The interaction in the second case study was initiated by theoreticians, who wanted to lay the foundations for "data exchange", in which data is converted from one format to another. Although this problem may sound mundane, the issues that arise are fascinating, and this work made data exchange a new subfield, with special sessions in every major database conference.

This talk will be completely self-contained, and the speaker will derive morals from the case studies. The talk is aimed at both theoreticians and practitioners, to show them the mutual benefits of working together.
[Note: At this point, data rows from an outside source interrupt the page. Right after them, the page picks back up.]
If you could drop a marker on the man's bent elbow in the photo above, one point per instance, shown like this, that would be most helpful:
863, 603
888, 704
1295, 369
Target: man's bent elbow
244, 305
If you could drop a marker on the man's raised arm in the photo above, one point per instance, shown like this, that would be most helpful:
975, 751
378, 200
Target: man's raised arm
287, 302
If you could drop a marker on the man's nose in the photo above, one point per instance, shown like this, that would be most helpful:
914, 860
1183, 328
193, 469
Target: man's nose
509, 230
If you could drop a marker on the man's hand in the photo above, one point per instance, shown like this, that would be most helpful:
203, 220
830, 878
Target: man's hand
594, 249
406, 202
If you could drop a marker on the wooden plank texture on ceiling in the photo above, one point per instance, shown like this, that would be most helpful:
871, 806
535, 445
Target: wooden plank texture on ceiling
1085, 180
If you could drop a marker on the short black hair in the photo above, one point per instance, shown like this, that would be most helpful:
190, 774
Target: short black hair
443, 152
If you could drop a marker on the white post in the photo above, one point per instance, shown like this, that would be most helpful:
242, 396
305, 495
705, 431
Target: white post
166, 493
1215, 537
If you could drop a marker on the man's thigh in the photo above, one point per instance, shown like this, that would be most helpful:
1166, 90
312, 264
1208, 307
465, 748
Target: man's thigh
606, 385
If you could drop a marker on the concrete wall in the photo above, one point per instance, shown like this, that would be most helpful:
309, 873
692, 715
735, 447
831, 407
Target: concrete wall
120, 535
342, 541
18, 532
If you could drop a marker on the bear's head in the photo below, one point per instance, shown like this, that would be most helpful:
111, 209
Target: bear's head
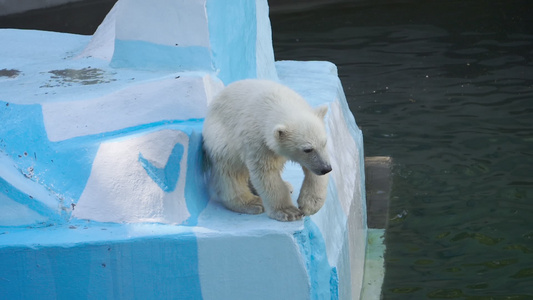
303, 140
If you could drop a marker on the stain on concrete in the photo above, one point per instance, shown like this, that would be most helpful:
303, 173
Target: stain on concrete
10, 73
85, 76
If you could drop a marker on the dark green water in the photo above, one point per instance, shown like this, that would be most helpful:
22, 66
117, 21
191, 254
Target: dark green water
446, 89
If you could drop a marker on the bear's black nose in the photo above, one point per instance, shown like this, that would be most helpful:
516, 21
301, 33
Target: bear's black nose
326, 170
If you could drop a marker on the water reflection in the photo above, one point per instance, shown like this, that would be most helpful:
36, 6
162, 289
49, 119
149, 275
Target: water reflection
446, 88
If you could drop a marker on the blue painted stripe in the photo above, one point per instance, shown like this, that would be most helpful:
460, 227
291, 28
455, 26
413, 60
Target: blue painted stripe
146, 268
323, 277
233, 37
149, 56
53, 215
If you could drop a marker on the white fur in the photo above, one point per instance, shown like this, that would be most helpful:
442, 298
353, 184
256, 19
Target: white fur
252, 128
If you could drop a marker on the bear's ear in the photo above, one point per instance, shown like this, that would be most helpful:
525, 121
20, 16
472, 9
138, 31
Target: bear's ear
321, 111
280, 132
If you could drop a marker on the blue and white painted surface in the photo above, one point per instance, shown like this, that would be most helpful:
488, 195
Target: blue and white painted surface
102, 192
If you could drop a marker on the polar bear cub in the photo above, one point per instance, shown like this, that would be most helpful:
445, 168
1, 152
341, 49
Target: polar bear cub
251, 129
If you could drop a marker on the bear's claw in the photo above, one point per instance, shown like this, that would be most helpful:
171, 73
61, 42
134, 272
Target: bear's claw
286, 214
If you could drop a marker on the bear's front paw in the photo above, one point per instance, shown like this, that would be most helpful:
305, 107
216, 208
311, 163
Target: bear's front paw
310, 205
284, 214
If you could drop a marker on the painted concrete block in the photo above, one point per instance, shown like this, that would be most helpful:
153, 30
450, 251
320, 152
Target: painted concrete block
102, 190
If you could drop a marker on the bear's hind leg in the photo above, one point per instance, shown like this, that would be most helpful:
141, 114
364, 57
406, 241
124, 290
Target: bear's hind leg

Ronald Fagin is an IBM Fellow at IBM Research – Almaden. IBM Fellow is IBM's highest technical honor. There are currently 87 active IBM Fellows (out of 430,000 IBM employees worldwide), and there have been only 257 IBM Fellows in the 51-year history of the program. Ron received his B.A. in mathematics from Dartmouth College and his Ph.D. in mathematics from the University of California at Berkeley. He is a Fellow of IEEE, ACM, and AAAS (American Association for the Advancement of Science). He was named Docteur Honoris Causa by the University of Paris. He won the IEEE Technical Achievement Award, IEEE W. Wallace McDowell Award, and ACM SIGMOD Edgar F. Codd Innovations Award (a lifetime achievement award in databases). He is a member of the US National Academy of Engineering and the American Academy of Arts and Sciences.